Big River Industries (ASX:BRI) investors are sitting on a loss of 28% if they invested a year ago

Simply Wall St.
19 Oct 2024

The simplest way to benefit from a rising market is to buy an index fund. But if you buy individual stocks, you can do both better or worse than that. Unfortunately the Big River Industries Limited (ASX:BRI) share price slid 31% over twelve months. That contrasts poorly with the market return of 24%. At least the damage isn't so bad if you look at the last three years, since the stock is down 24% in that time.

Since shareholders are down over the longer term, lets look at the underlying fundamentals over the that time and see if they've been consistent with returns.

Check out our latest analysis for Big River Industries

There is no denying that markets are sometimes efficient, but prices do not always reflect underlying business performance. One flawed but reasonable way to assess how sentiment around a company has changed is to compare the earnings per share (EPS) with the share price.
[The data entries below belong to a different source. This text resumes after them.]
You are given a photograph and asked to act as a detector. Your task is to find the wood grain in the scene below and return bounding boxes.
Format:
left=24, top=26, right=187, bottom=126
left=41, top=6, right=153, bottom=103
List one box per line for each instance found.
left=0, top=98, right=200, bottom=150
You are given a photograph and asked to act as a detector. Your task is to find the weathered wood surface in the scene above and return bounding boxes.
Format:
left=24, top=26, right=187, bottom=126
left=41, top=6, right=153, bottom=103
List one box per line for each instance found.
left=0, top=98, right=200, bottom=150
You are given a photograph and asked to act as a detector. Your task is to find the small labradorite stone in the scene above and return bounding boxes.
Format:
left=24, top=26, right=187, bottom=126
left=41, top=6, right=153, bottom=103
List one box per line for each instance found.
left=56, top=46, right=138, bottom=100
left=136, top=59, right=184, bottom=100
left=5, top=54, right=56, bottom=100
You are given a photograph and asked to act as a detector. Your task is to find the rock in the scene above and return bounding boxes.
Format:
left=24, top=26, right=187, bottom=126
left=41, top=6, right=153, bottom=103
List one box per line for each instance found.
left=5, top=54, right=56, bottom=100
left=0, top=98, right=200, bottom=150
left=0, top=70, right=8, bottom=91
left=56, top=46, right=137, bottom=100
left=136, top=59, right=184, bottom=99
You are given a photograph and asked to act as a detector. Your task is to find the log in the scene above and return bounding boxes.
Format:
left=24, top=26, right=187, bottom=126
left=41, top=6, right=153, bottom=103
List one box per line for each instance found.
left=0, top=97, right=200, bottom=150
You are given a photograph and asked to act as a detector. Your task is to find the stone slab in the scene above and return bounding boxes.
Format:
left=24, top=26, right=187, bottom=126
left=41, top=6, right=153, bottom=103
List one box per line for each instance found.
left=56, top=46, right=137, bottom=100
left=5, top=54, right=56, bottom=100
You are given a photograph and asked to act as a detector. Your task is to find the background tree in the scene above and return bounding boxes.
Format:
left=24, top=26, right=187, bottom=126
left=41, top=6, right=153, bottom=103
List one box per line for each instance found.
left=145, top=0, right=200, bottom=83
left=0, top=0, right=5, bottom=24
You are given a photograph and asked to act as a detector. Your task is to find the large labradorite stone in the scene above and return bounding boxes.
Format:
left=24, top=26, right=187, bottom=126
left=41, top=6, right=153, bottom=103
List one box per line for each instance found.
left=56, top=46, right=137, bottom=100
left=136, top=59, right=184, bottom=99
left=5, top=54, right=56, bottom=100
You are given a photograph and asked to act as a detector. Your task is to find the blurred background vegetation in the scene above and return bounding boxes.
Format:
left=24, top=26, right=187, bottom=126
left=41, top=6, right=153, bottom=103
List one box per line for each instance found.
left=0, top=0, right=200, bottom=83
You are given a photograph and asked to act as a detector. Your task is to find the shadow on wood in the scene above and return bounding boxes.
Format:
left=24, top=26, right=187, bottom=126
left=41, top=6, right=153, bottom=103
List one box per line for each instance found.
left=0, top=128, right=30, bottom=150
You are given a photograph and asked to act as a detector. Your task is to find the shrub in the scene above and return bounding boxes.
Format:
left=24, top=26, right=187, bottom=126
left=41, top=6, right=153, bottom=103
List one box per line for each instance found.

Unhappily, Big River Industries had to report a 64% decline in EPS over the last year. This fall in the EPS is significantly worse than the 31% the share price fall. So the market may not be too worried about the EPS figure, at the moment -- or it may have expected earnings to drop faster.

The graphic below depicts how EPS has changed over time (unveil the exact values by clicking on the image).

ASX:BRI Earnings Per Share Growth October 19th 2024

It is of course excellent to see how Big River Industries has grown profits over the years, but the future is more important for shareholders. Take a more thorough look at Big River Industries' financial health with this free report on its balance sheet.

What About Dividends?

It is important to consider the total shareholder return, as well as the share price return, for any given stock. Whereas the share price return only reflects the change in the share price, the TSR includes the value of dividends (assuming they were reinvested) and the benefit of any discounted capital raising or spin-off. So for companies that pay a generous dividend, the TSR is often a lot higher than the share price return. In the case of Big River Industries, it has a TSR of -28% for the last 1 year. That exceeds its share price return that we previously mentioned. This is largely a result of its dividend payments!

A Different Perspective

Investors in Big River Industries had a tough year, with a total loss of 28% (including dividends), against a market gain of about 24%. However, keep in mind that even the best stocks will sometimes underperform the market over a twelve month period. On the bright side, long term shareholders have made money, with a gain of 8% per year over half a decade. It could be that the recent sell-off is an opportunity, so it may be worth checking the fundamental data for signs of a long term growth trend. It's always interesting to track share price performance over the longer term. But to understand Big River Industries better, we need to consider many other factors. To that end, you should be aware of the 4 warning signs we've spotted with Big River Industries .

If you like to buy stocks alongside management, then you might just love this free list of companies. (Hint: many of them are unnoticed AND have attractive valuation).

Please note, the market returns quoted in this article reflect the market weighted average returns of stocks that currently trade on Australian exchanges.

Have feedback on this article? Concerned about the content? Get in touch with us directly. Alternatively, email editorial-team (at) simplywallst.com.

This article by Simply Wall St is general in nature. We provide commentary based on historical data and analyst forecasts only using an unbiased methodology and our articles are not intended to be financial advice. It does not constitute a recommendation to buy or sell any stock, and does not take account of your objectives, or your financial situation. We aim to bring you long-term focused analysis driven by fundamental data. Note that our analysis may not factor in the latest price-sensitive company announcements or qualitative material. Simply Wall St has no position in any stocks mentioned.

Disclaimer: Investing carries risk. This is not financial advice. The above content should not be regarded as an offer, recommendation, or solicitation on acquiring or disposing of any financial products, any associated discussions, comments, or posts by author or other users should not be considered as such either. It is solely for general information purpose only, which does not consider your own investment objectives, financial situations or needs. TTM assumes no responsibility or warranty for the accuracy and completeness of the information, investors should do their own research and may seek professional advice before investing.